九州産業大学では,2020年3月末から2021年1月末までの約10カ月間にCOVID-19の患者が学生,教職員を含め62人発生した。60人が学生である。九産大生の罹患率は,男0.684%,女0.286%であった。7月の学内クラスターが起こらずに済んでいれば,男の罹患率は0.539%となり,男女ともに,福岡県の20歳代の罹患率に比べて有意に低くなる。密や不要・不急の外出の回避,マスクの着用,手指消毒などの対策が効果を挙げており,学内クラスターの発生を防ぐことが今後の課題である。一方,福岡市や北九州市以外の福岡県在住学生の罹患率は,同条件の20歳代一般住民の罹患率よりも有意に高い。長時間をかけての遠距離通学が感染リスクになっていると考えられた。また,学生の不安に応じることも重要である。

Abstract

We detected 62 COVID-19 patients in Kyushu Sangyo University, from the end of March, 2020 to the end of January, 2021. Of these, 60 patients were students. The incidence during in the Kyushu Sangyo University students for the 10-month period was 0.684% for men and 0.286% for women. The value for women was statistically significantly lower than that in the general population of Fukuoka prefecture. In July, we experienced an outbreak of COVID-19 on campus. If the outbreak had not occurred, the incidence in men went down to 0.539%, and the difference of the incidence between the Kyushu Sangyo University students and the general population of Fukuoka prefecture became statistically significant.

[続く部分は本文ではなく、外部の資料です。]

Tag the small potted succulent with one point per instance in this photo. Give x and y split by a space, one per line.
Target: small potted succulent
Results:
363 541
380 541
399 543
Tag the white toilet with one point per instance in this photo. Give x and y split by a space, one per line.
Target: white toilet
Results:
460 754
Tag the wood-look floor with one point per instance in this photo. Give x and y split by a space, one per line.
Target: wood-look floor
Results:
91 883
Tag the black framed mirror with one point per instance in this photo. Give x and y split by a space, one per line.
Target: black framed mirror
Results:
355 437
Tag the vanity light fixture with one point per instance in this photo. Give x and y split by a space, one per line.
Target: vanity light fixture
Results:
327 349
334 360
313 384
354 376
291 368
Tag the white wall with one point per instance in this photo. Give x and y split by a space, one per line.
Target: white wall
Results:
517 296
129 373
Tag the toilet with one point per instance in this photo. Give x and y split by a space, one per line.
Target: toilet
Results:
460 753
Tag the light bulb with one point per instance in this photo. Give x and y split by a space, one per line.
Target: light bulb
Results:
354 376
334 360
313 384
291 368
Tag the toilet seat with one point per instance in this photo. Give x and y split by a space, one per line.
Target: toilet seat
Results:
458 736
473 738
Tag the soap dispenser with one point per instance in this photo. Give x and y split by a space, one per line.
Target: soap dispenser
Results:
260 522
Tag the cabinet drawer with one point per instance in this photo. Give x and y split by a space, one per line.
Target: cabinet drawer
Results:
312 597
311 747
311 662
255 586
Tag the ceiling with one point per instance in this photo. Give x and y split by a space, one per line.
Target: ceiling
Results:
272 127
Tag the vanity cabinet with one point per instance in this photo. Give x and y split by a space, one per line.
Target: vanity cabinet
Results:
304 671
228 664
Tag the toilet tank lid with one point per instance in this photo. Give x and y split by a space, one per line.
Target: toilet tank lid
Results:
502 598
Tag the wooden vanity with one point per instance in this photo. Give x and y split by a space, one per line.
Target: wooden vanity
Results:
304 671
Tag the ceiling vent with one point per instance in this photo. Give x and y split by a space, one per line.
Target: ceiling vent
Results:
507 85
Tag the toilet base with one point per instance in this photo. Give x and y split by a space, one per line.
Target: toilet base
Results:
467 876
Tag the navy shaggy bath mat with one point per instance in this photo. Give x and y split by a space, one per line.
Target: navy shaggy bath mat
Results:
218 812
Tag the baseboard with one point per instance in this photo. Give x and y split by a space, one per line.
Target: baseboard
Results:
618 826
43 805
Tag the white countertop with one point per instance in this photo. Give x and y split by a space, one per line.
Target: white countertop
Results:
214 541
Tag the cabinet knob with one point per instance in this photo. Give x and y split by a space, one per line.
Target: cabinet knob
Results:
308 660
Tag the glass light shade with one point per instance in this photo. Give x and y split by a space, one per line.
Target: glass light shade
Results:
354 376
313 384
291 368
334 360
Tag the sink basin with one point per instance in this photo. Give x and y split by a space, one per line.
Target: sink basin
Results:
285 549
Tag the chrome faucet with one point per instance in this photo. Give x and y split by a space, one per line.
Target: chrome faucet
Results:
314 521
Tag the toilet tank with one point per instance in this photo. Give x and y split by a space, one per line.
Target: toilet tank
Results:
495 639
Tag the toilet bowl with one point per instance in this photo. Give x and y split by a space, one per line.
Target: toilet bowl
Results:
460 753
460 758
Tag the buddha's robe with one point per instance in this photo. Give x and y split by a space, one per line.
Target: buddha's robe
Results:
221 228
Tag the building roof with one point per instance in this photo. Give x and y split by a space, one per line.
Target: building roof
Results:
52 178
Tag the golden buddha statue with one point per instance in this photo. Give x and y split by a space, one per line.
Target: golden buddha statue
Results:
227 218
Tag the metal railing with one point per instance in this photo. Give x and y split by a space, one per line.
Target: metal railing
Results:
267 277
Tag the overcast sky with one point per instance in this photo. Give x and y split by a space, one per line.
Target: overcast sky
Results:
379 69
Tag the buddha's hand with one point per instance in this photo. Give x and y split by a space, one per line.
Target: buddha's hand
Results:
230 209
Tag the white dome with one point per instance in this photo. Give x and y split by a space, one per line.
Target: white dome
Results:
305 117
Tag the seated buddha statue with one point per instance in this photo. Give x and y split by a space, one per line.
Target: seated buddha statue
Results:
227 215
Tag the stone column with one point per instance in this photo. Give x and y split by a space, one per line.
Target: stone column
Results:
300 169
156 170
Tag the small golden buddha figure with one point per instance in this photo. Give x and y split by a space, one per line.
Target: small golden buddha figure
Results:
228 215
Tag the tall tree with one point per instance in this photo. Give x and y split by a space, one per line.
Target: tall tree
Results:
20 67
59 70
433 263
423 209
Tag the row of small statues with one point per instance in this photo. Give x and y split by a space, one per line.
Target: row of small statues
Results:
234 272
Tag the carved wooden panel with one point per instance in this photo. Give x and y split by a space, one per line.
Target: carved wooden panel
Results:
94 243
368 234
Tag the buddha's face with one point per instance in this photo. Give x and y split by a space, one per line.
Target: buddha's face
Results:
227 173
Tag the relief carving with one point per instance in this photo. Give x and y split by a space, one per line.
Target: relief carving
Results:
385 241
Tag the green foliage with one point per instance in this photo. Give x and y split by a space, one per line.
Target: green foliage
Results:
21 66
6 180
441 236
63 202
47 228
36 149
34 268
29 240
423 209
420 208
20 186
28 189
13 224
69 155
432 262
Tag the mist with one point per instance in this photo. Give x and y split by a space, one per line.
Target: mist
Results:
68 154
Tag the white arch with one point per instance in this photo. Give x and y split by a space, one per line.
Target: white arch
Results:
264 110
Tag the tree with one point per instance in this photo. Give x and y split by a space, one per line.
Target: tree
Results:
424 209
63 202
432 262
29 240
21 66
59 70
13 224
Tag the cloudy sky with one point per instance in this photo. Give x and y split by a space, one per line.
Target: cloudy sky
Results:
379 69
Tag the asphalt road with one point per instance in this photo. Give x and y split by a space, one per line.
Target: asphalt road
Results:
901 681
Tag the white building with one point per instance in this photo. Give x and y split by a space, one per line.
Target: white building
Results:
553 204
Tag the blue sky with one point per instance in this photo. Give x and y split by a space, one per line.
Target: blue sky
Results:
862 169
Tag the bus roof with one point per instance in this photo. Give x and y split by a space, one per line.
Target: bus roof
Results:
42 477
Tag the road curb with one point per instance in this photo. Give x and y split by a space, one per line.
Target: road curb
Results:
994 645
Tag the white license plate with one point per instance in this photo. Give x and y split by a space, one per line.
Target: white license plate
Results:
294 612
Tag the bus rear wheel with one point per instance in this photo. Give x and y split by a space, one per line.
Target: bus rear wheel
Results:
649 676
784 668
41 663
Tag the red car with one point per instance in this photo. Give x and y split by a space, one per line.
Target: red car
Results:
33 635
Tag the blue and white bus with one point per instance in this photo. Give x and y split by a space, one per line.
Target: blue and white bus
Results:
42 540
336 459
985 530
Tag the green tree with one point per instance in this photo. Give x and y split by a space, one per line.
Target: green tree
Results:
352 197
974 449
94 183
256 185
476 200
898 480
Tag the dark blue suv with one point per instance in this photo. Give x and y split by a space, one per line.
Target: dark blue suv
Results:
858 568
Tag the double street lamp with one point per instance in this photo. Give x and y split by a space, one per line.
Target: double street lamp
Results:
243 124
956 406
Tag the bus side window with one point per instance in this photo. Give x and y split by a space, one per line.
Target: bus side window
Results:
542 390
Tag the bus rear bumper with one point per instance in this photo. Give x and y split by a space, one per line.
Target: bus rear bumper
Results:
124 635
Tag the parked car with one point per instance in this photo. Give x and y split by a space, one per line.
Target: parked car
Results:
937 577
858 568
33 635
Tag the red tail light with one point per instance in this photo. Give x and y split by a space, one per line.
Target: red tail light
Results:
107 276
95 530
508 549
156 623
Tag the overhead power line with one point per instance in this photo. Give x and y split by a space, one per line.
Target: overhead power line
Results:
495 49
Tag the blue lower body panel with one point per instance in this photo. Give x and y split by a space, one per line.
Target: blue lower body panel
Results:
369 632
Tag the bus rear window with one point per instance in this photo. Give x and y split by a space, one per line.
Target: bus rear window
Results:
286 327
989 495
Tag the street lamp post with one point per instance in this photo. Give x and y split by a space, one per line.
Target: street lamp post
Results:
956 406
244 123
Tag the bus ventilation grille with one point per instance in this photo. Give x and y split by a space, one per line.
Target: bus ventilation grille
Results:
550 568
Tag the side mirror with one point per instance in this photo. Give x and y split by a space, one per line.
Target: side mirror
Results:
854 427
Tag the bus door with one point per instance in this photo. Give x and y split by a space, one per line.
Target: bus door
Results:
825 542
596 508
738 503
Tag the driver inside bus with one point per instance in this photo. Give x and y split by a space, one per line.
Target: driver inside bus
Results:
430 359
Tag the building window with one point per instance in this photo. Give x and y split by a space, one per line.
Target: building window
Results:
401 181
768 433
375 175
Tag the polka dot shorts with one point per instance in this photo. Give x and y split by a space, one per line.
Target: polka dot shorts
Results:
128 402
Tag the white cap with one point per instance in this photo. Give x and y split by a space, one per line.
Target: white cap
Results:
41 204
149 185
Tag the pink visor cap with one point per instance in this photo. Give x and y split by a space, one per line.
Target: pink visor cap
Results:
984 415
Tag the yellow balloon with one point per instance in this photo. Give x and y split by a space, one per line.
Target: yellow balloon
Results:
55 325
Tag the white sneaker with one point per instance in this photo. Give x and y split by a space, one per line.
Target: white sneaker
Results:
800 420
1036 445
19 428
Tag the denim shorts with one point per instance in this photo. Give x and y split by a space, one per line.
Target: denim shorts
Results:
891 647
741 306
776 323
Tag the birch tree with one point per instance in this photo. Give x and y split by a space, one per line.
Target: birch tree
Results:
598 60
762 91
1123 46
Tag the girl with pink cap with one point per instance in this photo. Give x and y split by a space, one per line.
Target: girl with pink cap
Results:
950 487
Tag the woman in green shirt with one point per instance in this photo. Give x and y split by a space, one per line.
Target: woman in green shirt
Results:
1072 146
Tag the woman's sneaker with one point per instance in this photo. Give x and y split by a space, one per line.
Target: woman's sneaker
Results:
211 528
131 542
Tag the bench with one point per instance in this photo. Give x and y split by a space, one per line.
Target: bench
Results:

We recommended avoidance of crowded places, avoidance of unnecessary and unurgent going out, wearing of face mask, and using hand sanitizer. These data of incidence suggest a good compliance of the students to the recommendation. We need to take measure to prevent an outbreak of COVID-19 on campus. Considering the high incidence of COVID-19 in the male students residing in Fukuoka prefecture other than Fukuoka city or Kitakyushu City, long time commuting to the university has raised the infection risk. Furthermore, we noticed an importance of facing anxiety of the students and reducing it.

1. 緒言

2020年はコロナで明け,コロナで暮れた。2020年秋からのいわゆる第3波は2021年に入っても続いた。2019年末に中国で発生した新型コロナウイルス感染症(以下,COVID-19)は,2020年になって全世界に拡がった。日本でも1月から散発的な患者発生が見られるようになり‍1),特にダイヤモンド・プリンセス号の船内での集団発生や‍2)著名なタレントの発病と死亡が全国ニュースで取り上げられてからは,一般の人々にもこのパンデミックが容易ならざる事態であると認識されるようになった。九州産業大学(以下,九産大)では,学位授与式も入学式も規模を縮小して行い,定期健康診断も2,3年生は実習等で是非必要な学生に限り,授業は多くが遠隔授業で実施された。このような措置にも拘わらず,九産大では2021年1月末までに,COVID-19患者が62人発生し,そのうち60人が学生であった。

新興感染症はCOVID-19だけではない。今世紀に入ってからも,SARS,MERS,新型インフルエンザ,ジカウイルス感染症など,数年に1度は人類が初めて出会う感染症が出現している。したがって,今後もパンデミックを経験する可能性がある。今回の経験を客観的に評価し,記録を残すことは,次の新興感染症に備えるためにきわめて重要である。

九産大では,2020年3月25日以降,学生や教職員のCOVID-19の発生を全例登録する体制を整えた。このシステムでは,COVID-19患者に接触した学生や教職員,接触歴が明らかでなくとも,発熱や全身倦怠感,咳,咽頭痛など,何らかの症状がある学生や教職員も,保健室に連絡するようにし,COVID-19感染者を漏れなく拾い上げることを目指した。

本論文では,2021年1月末までの学生の感染状況をまとめ,福岡県の20歳代における発生状況と比較し,本学の対応の是非を検討した。

2. 方法

(1) 対象

2020年度に九産大に在籍していた学生を対象にした。九産大のホームページ‍3)に,2020年度5月1日現在の在籍数が掲載されている。学部生は男7,534人,女2,746人で,大学院生は男70人,女50人で,合わせると男7,604人,女2,796人であった。これらの学生に,必要に応じて保健室に電話連絡するよう呼びかけた。

(2) 相談体制

学内外でCOVID-19患者と接触した学生は,疑い例も含めて全員,保健室に相談の電話を入れるように指示した。保健室のスタッフは学生を支える姿勢を示しながら,管轄の保健所に連絡して,その指示に従うようアドバイスするとともに,各例を追跡した。また,接触歴が明らかでなくとも,発熱や全身倦怠感,咳,咽頭痛など,何らかの症状がある学生も,保健室に連絡をするよう指示し,必要だと判断すれば,近隣の医療機関に連絡したうえでの受診を勧め,これも追跡した。保健室に直接連絡することがなく,担任の教員や教務部や学生部などの職員に相談があった場合には,本人の了解を得て保健室職員からコンタクトをとった。こうして学内ではPCR検査も抗原検査も出来なかったが,必要な例は全員,PCR検査(一部で抗原検査)を受けることが出来,かつその結果を保健室で一括して収集できる体制を整えた。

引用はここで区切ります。